If you've had a particuarly bountiful harvest, it's time to think bigger than the fruit bowl. An apple rack is visually pleasing and very practical, but take our advice on how to store your apples correctly


Knowing how to store apples correctly is useful if you’ve had a particuarly bountiful harvest from your apple tree. Rather than overloading the fruit bowl, an apple rack is visually pleasing and very practical. Take our advice on how to store them correctly to give you plenty of time to make your favourite crumble.

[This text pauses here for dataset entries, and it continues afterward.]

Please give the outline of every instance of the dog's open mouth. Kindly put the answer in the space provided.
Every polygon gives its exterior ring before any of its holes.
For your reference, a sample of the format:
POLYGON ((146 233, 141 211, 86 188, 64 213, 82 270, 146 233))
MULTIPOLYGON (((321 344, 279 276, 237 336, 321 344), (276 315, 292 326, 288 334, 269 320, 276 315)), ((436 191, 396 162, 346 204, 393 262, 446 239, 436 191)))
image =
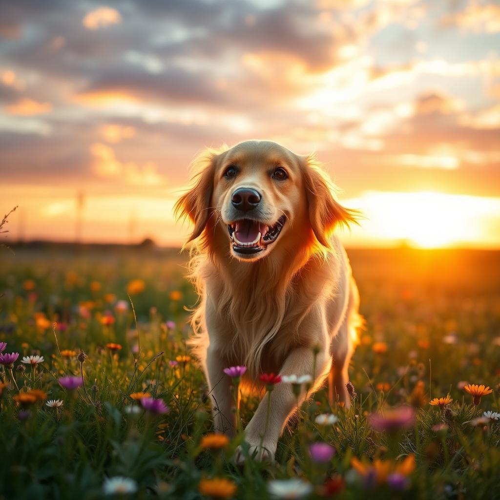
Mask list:
POLYGON ((256 254, 266 250, 280 236, 285 222, 282 216, 272 226, 252 219, 240 219, 228 224, 232 249, 238 254, 256 254))

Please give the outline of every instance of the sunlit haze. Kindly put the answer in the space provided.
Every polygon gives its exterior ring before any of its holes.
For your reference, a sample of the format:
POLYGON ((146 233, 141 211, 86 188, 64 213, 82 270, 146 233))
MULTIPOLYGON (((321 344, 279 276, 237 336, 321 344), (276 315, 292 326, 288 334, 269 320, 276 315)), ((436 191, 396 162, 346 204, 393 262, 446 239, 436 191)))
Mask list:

If you’re looking for something different to do with your apples rather than another pie, take our advice on how to make cider and juices at home. Cider is enjoying a real comeback and it is very simple to make yourself. But before you start any home baking project, make sure you know how to judge pectin levels in fruit.


Last year we were given a wonderful apple rack on which to store our apples. Being a novice in this area I just placed them in the rack and left them. We were surprised how quickly many rotted or their skins discoloured. How can I prevent that this year?
SS, by email

Once picked, the apples should keep for a few weeks and in many cases months when stored in the right condition. They prefer a consistently cool, dark and slightly damp environment. To keep the fruit in good condition wrap each apple individually in greaseproof paper, carefully folding the paper round the fruit, holding it gently so that it is not bruised, then place the apple (folded end of the paper down) in the rack. If wrapping the apples seems too much of a chore, then check them regularly, removing any that show signs of disease or rotting. Some apples tend to shrivel when stored this way and these may keep better when stored in a plastic bag. Make several holes in the bag before filling to a maximum weight of 3kg, loosely seal the bag and store in a cool, dark environment.